50. Based on my own experience at Caltech (absurdly at #64, despite its historical status, and current strength in quantum computing, which began with Caltech's Feynman) and University of Massachusetts at Amherst (#24) this is insane. Granted, I was officially in the Physics, Math, Astronomy, and English Literature degree programs at Caltech, not CS; and in the "Computer & Information Science" department at UMass before it changed its name to Computer Science, but again, I also see this as insane, based on those two data alone.

51. Is Caltech really that strong in CS? Last I looked they have about 8 faculty members listed.

"Last you looked"? I looked now and they have 16: http://www.cs.caltech.edu/people.html.

52. Caltech is very small (16 faculty members) compared to the powerhouses like Stanford (45), MIT (75), Berkeley (61), or CMU (189). What is bothersome is that it's not clear whether the rankings are supposed to represent the department's "total academic output" or its "marginal academic output". It is clear that the total amount of CS knowledge (weighted by its importance) that Caltech contributes each year is less than that contributed by CMU.

But if I am a student deciding between Caltech and CMU for grad school, and they each have a single faculty member doing what I want to do, is CMU that much better? Maybe a little since there are some general advantages to a large department, but it certainly won't be 189/16 times better; those 189 faculty can't all be my advisor. It's the "quality per faculty" that matters for a Ph.D. student.

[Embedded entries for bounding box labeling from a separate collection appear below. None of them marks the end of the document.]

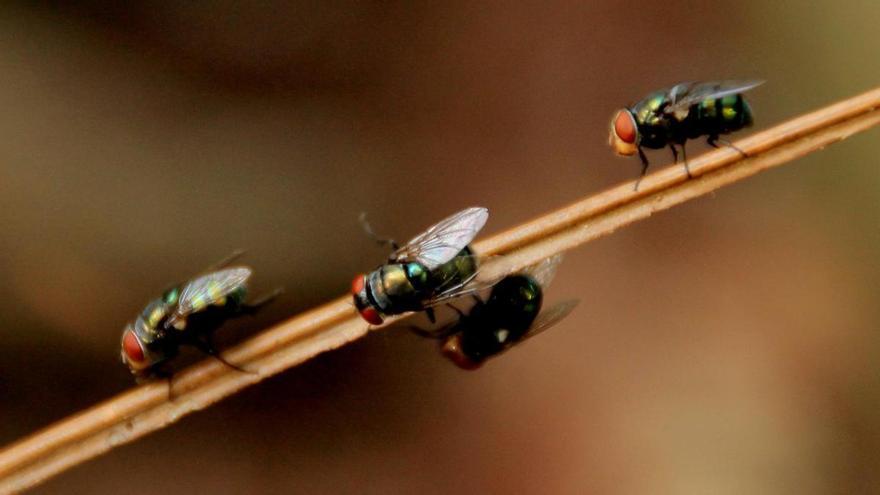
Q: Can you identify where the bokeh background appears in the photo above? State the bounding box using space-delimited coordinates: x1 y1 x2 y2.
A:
0 0 880 494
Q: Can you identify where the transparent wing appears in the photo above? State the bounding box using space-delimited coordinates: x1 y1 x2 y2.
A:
390 207 489 270
174 267 252 319
522 254 564 289
520 299 580 341
665 80 764 115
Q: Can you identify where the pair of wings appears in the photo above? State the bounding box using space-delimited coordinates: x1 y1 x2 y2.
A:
664 80 764 118
389 207 489 270
169 266 253 330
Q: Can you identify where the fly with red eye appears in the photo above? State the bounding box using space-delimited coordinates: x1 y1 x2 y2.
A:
608 81 763 189
120 255 279 381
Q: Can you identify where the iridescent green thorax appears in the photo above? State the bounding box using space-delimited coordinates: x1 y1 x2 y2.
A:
632 91 669 126
631 91 752 149
355 247 477 315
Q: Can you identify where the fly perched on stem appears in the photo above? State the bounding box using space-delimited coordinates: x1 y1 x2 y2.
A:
608 81 764 189
121 252 281 381
351 207 489 325
410 254 578 370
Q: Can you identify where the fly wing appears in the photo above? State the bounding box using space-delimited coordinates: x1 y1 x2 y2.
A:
174 267 252 319
390 207 489 270
520 299 580 341
665 79 764 118
523 254 564 289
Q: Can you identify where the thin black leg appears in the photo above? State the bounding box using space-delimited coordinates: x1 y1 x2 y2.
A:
669 143 684 163
240 287 284 315
681 143 694 179
633 146 648 191
358 212 400 251
706 136 749 158
407 323 455 340
193 336 256 375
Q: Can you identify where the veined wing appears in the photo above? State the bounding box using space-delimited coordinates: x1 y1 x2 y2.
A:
520 299 580 341
665 80 764 118
172 267 252 324
523 253 564 289
390 207 489 270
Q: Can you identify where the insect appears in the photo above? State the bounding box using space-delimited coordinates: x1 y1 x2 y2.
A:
121 253 280 380
424 255 577 370
351 207 489 325
608 81 764 189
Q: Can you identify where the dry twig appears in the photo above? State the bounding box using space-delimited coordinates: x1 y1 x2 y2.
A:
0 88 880 493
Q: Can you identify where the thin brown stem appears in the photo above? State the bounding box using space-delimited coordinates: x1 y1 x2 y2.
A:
0 88 880 493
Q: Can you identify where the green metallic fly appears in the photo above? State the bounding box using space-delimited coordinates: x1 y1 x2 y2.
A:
608 81 764 189
121 253 280 380
351 207 489 325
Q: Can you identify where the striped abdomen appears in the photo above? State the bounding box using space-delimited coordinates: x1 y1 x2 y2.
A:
685 94 752 139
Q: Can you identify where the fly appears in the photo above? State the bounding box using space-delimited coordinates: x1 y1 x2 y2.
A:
608 81 764 189
121 253 280 380
351 207 489 325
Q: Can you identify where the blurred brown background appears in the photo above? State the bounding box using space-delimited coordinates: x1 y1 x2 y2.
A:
0 0 880 494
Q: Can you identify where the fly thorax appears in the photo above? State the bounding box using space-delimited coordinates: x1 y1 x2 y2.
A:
381 264 418 305
366 266 391 311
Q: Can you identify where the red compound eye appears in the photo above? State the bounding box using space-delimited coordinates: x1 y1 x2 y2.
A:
122 330 144 364
361 307 382 325
614 110 636 144
351 274 365 296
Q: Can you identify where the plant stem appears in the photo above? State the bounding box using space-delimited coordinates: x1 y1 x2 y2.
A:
0 88 880 493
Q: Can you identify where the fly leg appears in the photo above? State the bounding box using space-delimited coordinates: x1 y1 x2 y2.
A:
192 335 257 375
407 323 455 339
239 287 284 315
134 365 176 402
358 211 400 251
669 143 694 179
706 136 749 158
633 146 648 191
409 304 468 339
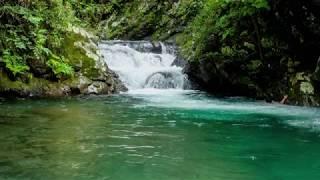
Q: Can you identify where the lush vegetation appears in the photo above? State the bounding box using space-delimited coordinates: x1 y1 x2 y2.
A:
0 0 320 104
0 0 74 76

Similarly, if you look at total research dollars spent as a very rough proxy for total "research output" (this is the whole school, not just CS since I don't know where to find that info), Caltech spent $270M in 2006 (ranking them 61st among all schools), compared to Stanford with about$700M (ranked 8; surprising, CMU is only at $212M), this gives each of Caltech and Stanford about$16M per CS faculty member. So if I am the NSF and I want to decide who is most likely to produce the highest marginal output for the next \$2M of grant money, then Caltech and Stanford look roughly equal, even though Stanford comes out far ahead of Caltech in all the "cumulative" ways of measuring research productivity. Obviously this ignores distinctions between departments.

The larger point is that universities seem to be rewarded for growing ever and ever larger without measuring the marginal payoff of growth and comparing it to the marginal cost of growth. It is similar to the fact that an advisor who takes on ten Ph.D. students, three of whom go on to have successful careers, is seen as a better advisor than one who takes on two students, both of whom have successful careers. This is a ludicrous situation, but it is the reality we have created for ourselves with our current standards for promotion, etc.

53. the harder you push, the more beloved advisee you become.

54. A Request for Lance2:07 AM, October 04, 2010

lance,

for christ sake stop advertising for wolfram ... wth is all this about. just coz u receive spam adverts from that company, doesn't mean you have to pollute the weblog/twitter with ... one additional reason not to tune into here anymore.

try to go free software or open source next time.

55. "Just so I understand, your line of reasoning is that UW purposely inflated their own faculty count, then turned around and protested that the NRC inflated their faculty count? Do you also find it a bit too convenient that no UW CSE faculty member was in the twin towers on 9/11? Or that none of them have ever been in a photograph together with Elvis?"

Did you read UW's statement? It says, "Due to difficulty in interpreting NRC's instructions, NRC was provided with an incorrect faculty list for our program." That's a perfect use of the passive voice, to try to dodge responsibility. It is clear that UW is at fault here.

56. Crowdsourced alternative ranking. Vote here: http://www.allourideas.org/compscirankings

57. "Never mind that UCSB has never produced a worthwhile PhD in their entire history."

I see that Purdue's CS department head got his PhD from UCSB, and I am sure there are more examples.